As manifestações neuromusculares incluem parestesias locais ou a distância, fasciculações locais ou generalizadas, principalmente envolvendo língua e espasmos musculares. Sintomas inespecíficos como vômitos, cefaleia e fadiga podem ocorrer, caso não seja utilizado antídoto,  eventos tardios incluem hipotensão, coma e disfunção de múltiplos órgãos.

Na suspeita de picada por este gênero de aranhas, deve-se aplicar uma bandagem com imobilização, como no caso de picadas por cobras. A resposta do antídoto é dramática e por este motivo não é considerado ético um estudo para avaliar sua eficácia.

 

Picadas por aranhas do gênero photoneutria

São as picadas pelas chamadas aranhas armadeiras, cujo veneno tem ação neurotóxica, com liberação de adrenalina e acetilcolina com manifestações de sistema nervoso central simpático e parassimpático.

Picadas por este tipo de aranha ocorrem principalmente na América do Sul e na Costa Rica, são aranhas noturnas e solitárias que ocasionalmente entram em domicílios, e neste local assumem postura agressiva característica, ocorrendo milhares de eventos no Brasil.

As picadas causam dor local imediata com diaforese localizada, piloereção e eritema. A dor apresenta irradiação proximal, na maioria dos casos os sintomas se limitam ao quadro soloroso, mas uma série de quase 500 casos descreveu taquicardia e sensação de inquietude. Os sintomas sistêmicos incluem náuseas, vômitos e tonturas, salivação, alterações visuais e priapismo.

Na maioria dos casos, apenas tratamento sintomático é necessário com aplicação de compressas quentes, opioides e sedativos, conforme necessidade e o uso de anestésicos locais.

O soro só é indicado em casos mais graves com manifestações autonômicas, sendo utilizado em cerca de 2% das picadas por este tipo de aranha. O soro é usado por 3 horas e a recuperação é completa em usualmente 24 horas.

 

A tabela abaixo sumariza as medidas a serem realizadas nos diferentes tipos de picada de aranhas.

 

Tabela: tratamento e manejo das picadas por aracnídeos

 

Gênero

Casos Leves

Casos Moderados

Casos Graves

Photoneutria

Observação por 6 horas, medidas e analgésicos simples ou locais

Internação e administração de soro antiaracnídeo 2 a 4 ampolas EV

Internação e administração de 5 a 10 ampolas de soro aracnídeo EV

Loxsocelles

Acompanhamento por 72 horas, com tratamento sintomático

5 ampolas de soro antiaracnídeo EV e prednisona 1 mg/kg dia em crianças e 40 mg ao dia em adultos por 5 dias

10 ampolas de soro antiaracnídeo EV e prednisona 1 mg/kg dia em crianças e 40-80 mg ao dia em adultos por 5 dias

Lactrodectus sp

Uso de analgésicos locais, descrito benefício com gluconato de cálcio, que raramente é usado

Analgésicos locais, principalmente opioides. Uso de benzodiazepínicos, se espasmos ou fasciculações musculares.

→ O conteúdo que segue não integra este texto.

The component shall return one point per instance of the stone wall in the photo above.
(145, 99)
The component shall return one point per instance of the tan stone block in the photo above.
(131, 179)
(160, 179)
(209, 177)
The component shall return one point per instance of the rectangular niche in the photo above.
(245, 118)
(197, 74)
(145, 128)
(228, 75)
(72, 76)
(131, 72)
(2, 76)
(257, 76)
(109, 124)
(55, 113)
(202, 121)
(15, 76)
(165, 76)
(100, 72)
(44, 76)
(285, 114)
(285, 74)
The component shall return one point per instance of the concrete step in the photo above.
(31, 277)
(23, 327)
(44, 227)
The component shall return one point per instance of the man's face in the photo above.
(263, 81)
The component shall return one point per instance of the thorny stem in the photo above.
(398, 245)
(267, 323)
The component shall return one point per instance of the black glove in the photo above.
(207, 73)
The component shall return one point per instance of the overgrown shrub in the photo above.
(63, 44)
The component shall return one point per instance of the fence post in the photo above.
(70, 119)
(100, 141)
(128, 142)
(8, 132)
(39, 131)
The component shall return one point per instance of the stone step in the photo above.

Soro antilatrodético 1 ampola IM

Analgésicos locais, principalmente opioides. Uso de benzodiazepínicos se espasmos ou fasciculações musculares.

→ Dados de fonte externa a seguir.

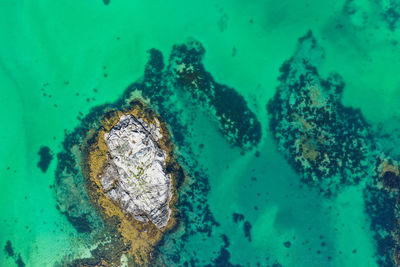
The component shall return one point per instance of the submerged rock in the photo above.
(325, 142)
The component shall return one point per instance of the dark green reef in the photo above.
(158, 87)
(329, 145)
(332, 146)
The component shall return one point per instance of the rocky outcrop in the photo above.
(135, 176)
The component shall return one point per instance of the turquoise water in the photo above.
(58, 59)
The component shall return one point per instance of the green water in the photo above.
(53, 54)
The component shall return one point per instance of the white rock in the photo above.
(135, 176)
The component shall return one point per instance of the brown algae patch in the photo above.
(139, 237)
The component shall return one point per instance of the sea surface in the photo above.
(59, 59)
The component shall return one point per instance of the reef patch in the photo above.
(325, 142)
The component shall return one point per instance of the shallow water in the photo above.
(58, 59)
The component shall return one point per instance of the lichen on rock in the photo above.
(135, 176)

Soro antilatrodético 1 a 2 ampolas IM

Adapatado de Marques FRB. Picadas de insetos, aranhas e escorpiões em Pronto-Socorro, Terceira edição, Editora Manole, 2012.

 

 

Referências

1-Isbister GK, Fan H W. Spider bite. Lancet 2011; 378: 2039-2047.

2-Vetter RS, Swanson RL. Approach to the patient with a suspected spider bite: An overview. Disponível em www.uptodate.com acessado dia 25 de março de 2014.

3- Vetter RS, Swanson RL. Bites of recluse spiders. Disponível em www.uptodate.com acessado dia 25 de março de 2014.

4- Vetter RS at al. Clinical manifestations and diagnosis of widow spider bites. Disponível em www.uptodate.com acessado dia 25 de março de 2014.

5-Marques FRB. Picadas de insetos, aranhas e escorpiões. Martins HS, Damasceno MCT, Awada SB Pronto-Socorro Terceira edição 2012.